SQL query interface allowing standard SQL operations on DataFrames and integration with existing SQL workflows.

class SQLContext:
    def __init__(self, frames: dict[str, DataFrame | LazyFrame] | None = None, **named_frames: DataFrame | LazyFrame): ...
    def execute(self, query: str, *, eager: bool = True) -> DataFrame | LazyFrame: ...
    def register(self, name: str, frame: DataFrame | LazyFrame) -> SQLContext: ...
    def unregister(self, name: str) -> SQLContext: ...
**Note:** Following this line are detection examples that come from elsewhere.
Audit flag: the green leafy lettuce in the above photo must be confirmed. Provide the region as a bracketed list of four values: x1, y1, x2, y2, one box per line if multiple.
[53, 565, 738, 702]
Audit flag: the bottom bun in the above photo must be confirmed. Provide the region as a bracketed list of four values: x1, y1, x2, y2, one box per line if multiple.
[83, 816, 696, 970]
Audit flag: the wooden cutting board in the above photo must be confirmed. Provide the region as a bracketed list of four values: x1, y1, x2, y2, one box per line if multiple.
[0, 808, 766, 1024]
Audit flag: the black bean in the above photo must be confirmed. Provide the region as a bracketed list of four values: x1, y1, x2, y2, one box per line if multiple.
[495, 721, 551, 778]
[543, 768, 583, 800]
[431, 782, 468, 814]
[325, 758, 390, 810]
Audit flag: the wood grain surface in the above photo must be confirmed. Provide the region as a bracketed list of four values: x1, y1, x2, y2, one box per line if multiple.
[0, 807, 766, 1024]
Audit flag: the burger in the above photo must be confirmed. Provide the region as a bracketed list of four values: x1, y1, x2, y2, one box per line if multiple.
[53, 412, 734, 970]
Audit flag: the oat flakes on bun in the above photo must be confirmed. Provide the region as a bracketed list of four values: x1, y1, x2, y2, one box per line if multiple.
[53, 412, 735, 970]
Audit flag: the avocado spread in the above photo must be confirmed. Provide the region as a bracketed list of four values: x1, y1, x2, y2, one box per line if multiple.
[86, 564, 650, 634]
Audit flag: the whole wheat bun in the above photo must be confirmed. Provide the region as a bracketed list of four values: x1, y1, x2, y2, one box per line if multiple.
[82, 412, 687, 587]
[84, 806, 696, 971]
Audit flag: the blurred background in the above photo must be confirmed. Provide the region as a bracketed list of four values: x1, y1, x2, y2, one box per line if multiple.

def sql(query: str, *, eager: bool = True, **named_frames: DataFrame | LazyFrame) -> DataFrame | LazyFrame: ...

SQL Interface

Error Handling

Polars provides a comprehensive exception hierarchy for different error scenarios:

# Core exceptions
class PolarsError(Exception): ...
class ColumnNotFoundError(PolarsError): ...
class ComputeError(PolarsError): ...
class DuplicateError(PolarsError): ...
class InvalidOperationError(PolarsError): ...
class NoDataError(PolarsError): ...
class OutOfBoundsError(PolarsError): ...
class PanicException(PolarsError): ...
class SchemaError(PolarsError): ...
class SchemaFieldNotFoundError(PolarsError): ...
class ShapeError(PolarsError): ...
class SQLInterfaceError(PolarsError): ...
class SQLSyntaxError(PolarsError): ...

# Warnings
class PolarsWarning(Exception): ...
class PerformanceWarning(PolarsWarning): ...

All operations can raise these exceptions when encountering invalid data, schema mismatches, or computational errors. Proper exception handling should be used for production code.